3 - La capitale des Trencavel
C'est vraisemblablement
Roger Ier Trencavel (mort en 1150) qui remania l'enceinte gallo-romaine,
de façon à l'adapter aux nécessités militaires du temps : crénelage
des parapets, transformation des fenêtres en archères, construction
contre le rempart ouest du château qu'on dit toujours " comtal ",
à la fois résidence seigneuriale, siège des plaids de justice et
de l'administration civile, financière et militaire, gérée par les
grands officiers du vicomte, le viguier, le bayle, le châtelain.
Mais aussi ultime réduit défensif en cas de guerre étrangère ou
de troubles urbains. Ce ne fut d'abord qu'une rangée de logis appuyés
à l'enceinte, et une haute tour rectangulaire à dix étages, la tour
Pinte, en réalité tour de guet plutôt que donjon véritable.

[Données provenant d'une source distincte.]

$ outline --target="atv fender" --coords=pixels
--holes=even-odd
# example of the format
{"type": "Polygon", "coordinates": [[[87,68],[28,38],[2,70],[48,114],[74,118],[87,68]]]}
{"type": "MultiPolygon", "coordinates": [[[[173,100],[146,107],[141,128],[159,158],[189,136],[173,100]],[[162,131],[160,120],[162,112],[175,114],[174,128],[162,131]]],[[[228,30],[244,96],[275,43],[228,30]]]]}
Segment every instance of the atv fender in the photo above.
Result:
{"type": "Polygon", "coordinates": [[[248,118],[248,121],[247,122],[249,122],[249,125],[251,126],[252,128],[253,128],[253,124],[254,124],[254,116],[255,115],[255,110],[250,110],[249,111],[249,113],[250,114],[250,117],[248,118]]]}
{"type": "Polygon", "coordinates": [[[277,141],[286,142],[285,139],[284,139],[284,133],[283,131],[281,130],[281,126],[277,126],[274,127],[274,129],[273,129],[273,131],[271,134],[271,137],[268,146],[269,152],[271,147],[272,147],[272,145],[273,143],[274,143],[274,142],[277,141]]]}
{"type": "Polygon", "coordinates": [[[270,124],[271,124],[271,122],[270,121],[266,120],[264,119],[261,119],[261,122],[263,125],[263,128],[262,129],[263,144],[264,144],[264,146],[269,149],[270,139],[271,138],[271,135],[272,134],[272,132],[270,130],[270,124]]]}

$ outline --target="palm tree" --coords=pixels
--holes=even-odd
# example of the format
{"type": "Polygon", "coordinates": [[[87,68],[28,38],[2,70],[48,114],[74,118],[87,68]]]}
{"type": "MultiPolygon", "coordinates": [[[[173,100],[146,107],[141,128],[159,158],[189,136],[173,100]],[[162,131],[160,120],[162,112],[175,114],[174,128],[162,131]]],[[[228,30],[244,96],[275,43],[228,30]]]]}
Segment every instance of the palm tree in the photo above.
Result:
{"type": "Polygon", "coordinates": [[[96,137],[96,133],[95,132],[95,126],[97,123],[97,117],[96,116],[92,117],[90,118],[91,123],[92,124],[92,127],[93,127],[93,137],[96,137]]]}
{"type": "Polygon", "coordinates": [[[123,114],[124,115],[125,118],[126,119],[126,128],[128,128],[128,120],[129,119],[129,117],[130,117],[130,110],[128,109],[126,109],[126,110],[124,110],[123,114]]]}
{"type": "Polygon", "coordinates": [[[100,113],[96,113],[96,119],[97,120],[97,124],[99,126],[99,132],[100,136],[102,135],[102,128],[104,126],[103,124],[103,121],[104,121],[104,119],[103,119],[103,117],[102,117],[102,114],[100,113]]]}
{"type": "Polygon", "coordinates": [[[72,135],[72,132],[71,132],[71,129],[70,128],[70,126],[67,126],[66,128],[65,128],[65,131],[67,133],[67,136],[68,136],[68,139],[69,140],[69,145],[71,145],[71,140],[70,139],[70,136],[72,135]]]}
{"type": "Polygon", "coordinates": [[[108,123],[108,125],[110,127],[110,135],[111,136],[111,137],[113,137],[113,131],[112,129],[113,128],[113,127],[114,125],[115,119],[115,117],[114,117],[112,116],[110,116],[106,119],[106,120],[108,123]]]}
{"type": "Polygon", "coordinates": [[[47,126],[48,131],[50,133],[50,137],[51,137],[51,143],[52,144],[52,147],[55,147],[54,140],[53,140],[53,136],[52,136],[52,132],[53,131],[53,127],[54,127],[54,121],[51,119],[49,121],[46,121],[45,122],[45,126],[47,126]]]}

L'ensemble
est néanmoins appelé palatium en 1150. Des adjonctions postérieures
de quelques années seulement (avant 1160) aboutirent à un édifice
en U : les premiers bâtiments, dont le logis principal fut surélevé,
furent en effet flanqués perpendiculairement, au nord, d'une chapelle
(les vestiges de son abside sont visibles sur la mosaïque gallo-romaine),
et au sud, du bâtiment qui sert maintenant d'accès au musée. Mais
c'est sous Raymond-Roger Trencavel, le petit-fils de Roger Ier,
que le château comtal dut prendre, entre 1204 et 1209, son aspect
à peu près définitif, par la construction, du côté de la ville,
d'une grande enceinte rectangulaire englobant tous les bâtiments
précédents, et ménageant au-devant d'eux une vaste cour d'honneur.
Ce qui nécessita d'ailleurs la démolition de la chapelle.